How might understanding ABCG25 structure contribute to improving plant stress tolerance?

Understanding ABCG25 structure has significant implications for agricultural applications:

• The detailed ABA binding site information could enable rational design of small molecules that modulate ABCG25 activity, potentially enhancing plant drought response

• Knowledge of the conformational changes during transport could inform genetic engineering strategies to optimize ABA distribution in plants under stress conditions

• The identification of key functional residues provides targets for precision breeding approaches using CRISPR/Cas9 or other genome editing technologies

• Understanding the structural basis of sterol interactions with ABCG25 might reveal new regulatory mechanisms that could be exploited to enhance stress tolerance

Since ABCG25 exports ABA from vascular tissues to guard cells to regulate stomatal closure, targeted modifications to enhance its activity during drought conditions could improve water use efficiency in crops.

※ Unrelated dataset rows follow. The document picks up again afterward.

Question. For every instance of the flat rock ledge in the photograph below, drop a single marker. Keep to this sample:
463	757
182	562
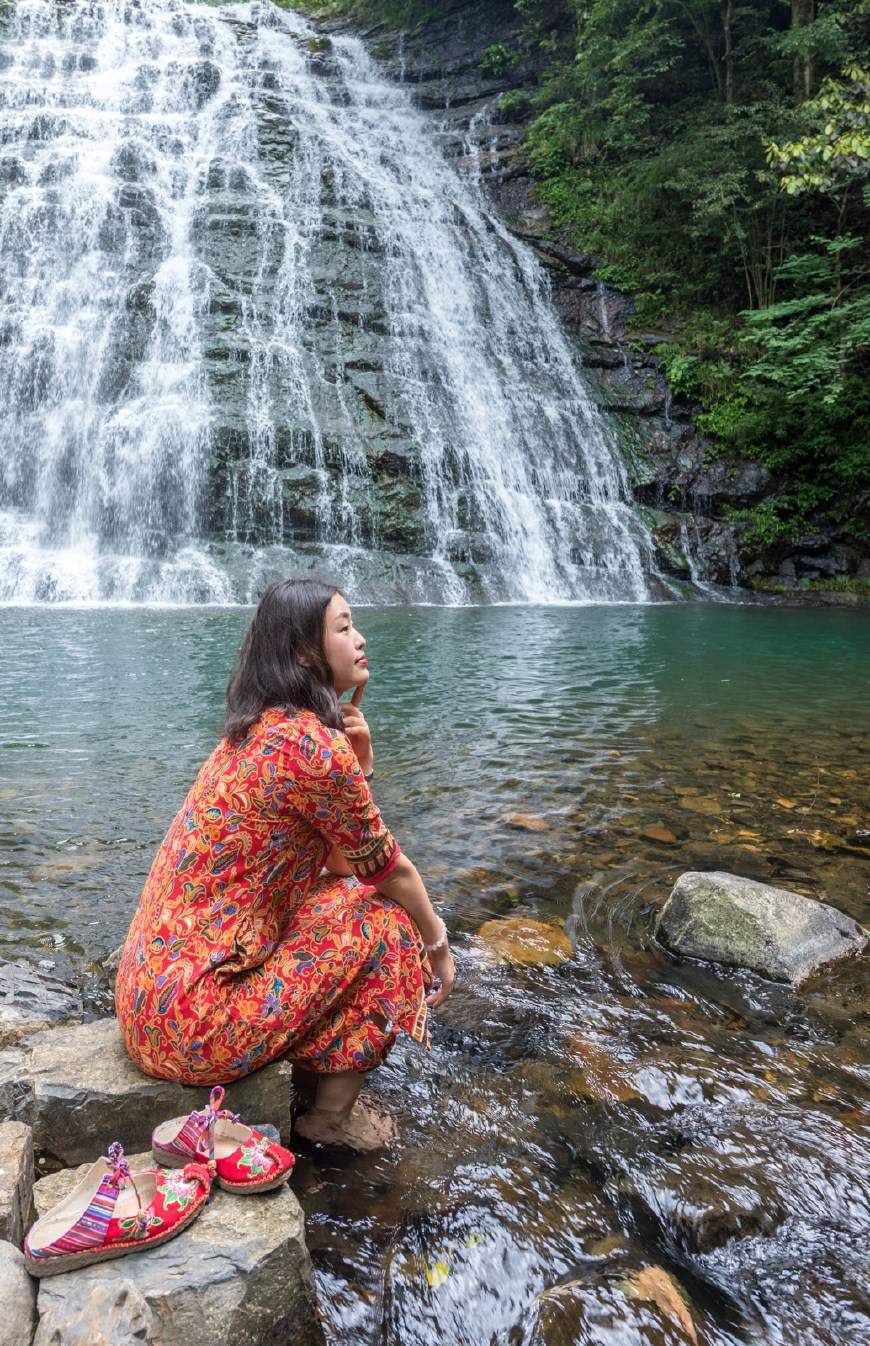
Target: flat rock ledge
779	934
78	1090
31	999
16	1181
239	1275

What are the current knowledge gaps regarding ABCG25 regulation and interaction partners?

Despite recent structural advances, several knowledge gaps remain:

• The mechanisms regulating ABCG25 expression, trafficking, and degradation in response to environmental stresses remain poorly understood

• Potential protein interaction partners that might modulate ABCG25 activity or localization have not been fully characterized

• The role of post-translational modifications in regulating ABCG25 function requires further investigation

• The distinction between ABCG25 and other ABA transporters in Arabidopsis (like ABCG31) remains unclear, as key residues forming the binding site are not highly conserved between them despite similar functions

• The question of whether sterols serve as transport regulators or alternative substrates of ABCG25 in Arabidopsis remains unresolved

Addressing these questions will require integrative approaches combining structural biology with cellular, genetic, and biochemical techniques.